The southeast Michigan chapter of Michigan Chef de Cuisine emcompasses nine ACF accredited institutions, including the Art Institute, Schoolcraft Community College, and the Culinary Institute of Michigan – Port Huron.

“We ask all of the schools to submit their recommendations for an educator chef,” said Brian Lorge, executive director for the ACF and Michigan Chef de Cuisine. “ We ask them to fill out a fairly extensive amount of information about the body of work that that particular person has done over the years and continues to do, as well as contributions to the chapter, contributions to the culinary community, and testimonials of their performance from students and past coworkers.”
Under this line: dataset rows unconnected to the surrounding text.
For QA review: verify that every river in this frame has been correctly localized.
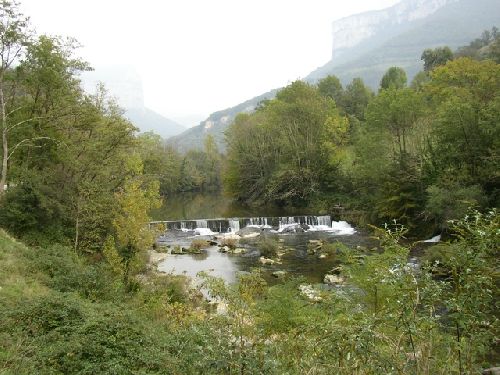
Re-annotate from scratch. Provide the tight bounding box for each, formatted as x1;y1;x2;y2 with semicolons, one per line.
152;193;375;283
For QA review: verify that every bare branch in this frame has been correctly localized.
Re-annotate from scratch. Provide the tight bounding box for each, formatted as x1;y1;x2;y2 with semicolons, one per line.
7;116;45;131
7;137;58;160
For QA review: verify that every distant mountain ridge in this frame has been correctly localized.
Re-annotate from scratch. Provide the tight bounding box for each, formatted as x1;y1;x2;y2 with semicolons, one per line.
167;0;500;151
81;65;186;138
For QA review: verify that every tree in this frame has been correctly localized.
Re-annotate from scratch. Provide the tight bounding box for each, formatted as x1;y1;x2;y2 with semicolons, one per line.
425;58;500;212
380;66;407;90
421;47;453;72
104;155;160;289
342;78;373;120
318;75;344;108
0;0;30;196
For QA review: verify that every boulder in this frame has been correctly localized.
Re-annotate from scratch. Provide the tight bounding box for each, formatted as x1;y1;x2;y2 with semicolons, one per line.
323;274;344;285
272;271;287;279
236;227;262;238
299;284;323;302
226;246;247;254
259;257;276;265
243;233;260;238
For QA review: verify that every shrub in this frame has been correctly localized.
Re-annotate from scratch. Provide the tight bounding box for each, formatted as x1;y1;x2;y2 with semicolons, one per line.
220;238;238;250
257;237;280;258
188;240;210;253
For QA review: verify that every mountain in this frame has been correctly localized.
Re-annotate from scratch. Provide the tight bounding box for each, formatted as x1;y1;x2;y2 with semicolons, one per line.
305;0;500;86
167;0;500;151
166;90;278;152
81;65;186;138
125;107;186;139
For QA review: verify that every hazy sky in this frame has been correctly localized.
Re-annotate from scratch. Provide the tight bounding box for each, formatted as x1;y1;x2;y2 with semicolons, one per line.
21;0;398;125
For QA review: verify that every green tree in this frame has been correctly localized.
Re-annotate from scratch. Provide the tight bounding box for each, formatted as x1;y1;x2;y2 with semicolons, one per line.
0;0;30;196
342;78;373;120
426;58;500;204
421;47;453;72
318;75;344;109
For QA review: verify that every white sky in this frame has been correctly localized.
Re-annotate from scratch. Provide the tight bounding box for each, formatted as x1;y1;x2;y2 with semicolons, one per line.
20;0;398;125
Chef Herrera has been teaching at Washtenaw Community College for 16 years.

“The most thing I’m proud of that I’ve done here, since I’ve been at Washtenaw Community College, is that I introduced the students to competitions. They were not doing competitions when I came here,” said Herrera.

Those competitions included culinary arts, commercial baking and front of the house.

“We’ve actually won medals in each one of those categories. And as a matter of fact, the first year we won a gold medal and we went to nationals. And that was in Kansas City. The very first year I started here,” said Herrera.

Herrera nominated Justin Smith for his award, and he participated in an in-house competition to accompany her as Washtenaw’s Outstanding Student at the Annual Award Gala.

Herrera, who has been nominated several times over the years, expects to hear from the ACF before Thanksgiving whether she is a finalist for the Regional Chef Educator of the Year award. A Central-Western Regional Conference is planned to be held in Newport Beach, Calif. from March 18-20, 2018.

Merit Award

President Rose Bellanca awarded Director Elizabeth Connors the Merit award at the board of trustees meeting on Oct. 24. Connors, who took the reins of the Surgical Technology Program 18 months ago, has since brought the program to national accreditation standards.

Valerie Greaves, the dean of health sciences for the college, spoke very highly of Connors before the board.   

“We had some difficulties with the surgical tech program, getting it going and getting accreditation for it. Elizabeth came in, within an amazing amount of time, she turned things around, got accreditation for the program,” Greaves said.

Connors herself has worked in the field of surgical technology for over ten years. While she was working on her master’s degree at Central Michigan University, she was tapped for the job here at the college,

“This college has a remarkable support group,” Connors said. “It’s been a whirlwind… it was a battle of priorities but I’m thankful for being given the chance.”

In this last round of national boards, the students from Washtenaw Community College had a 100 percent pass rate for surgical tech students.

According to the program’s description, a surgical technologist’s primary task is “to anticipate the perioperative needs of the surgeon and surgical patient.”  Students in the program receive an education in anatomy, microbiology, and pathophysiology.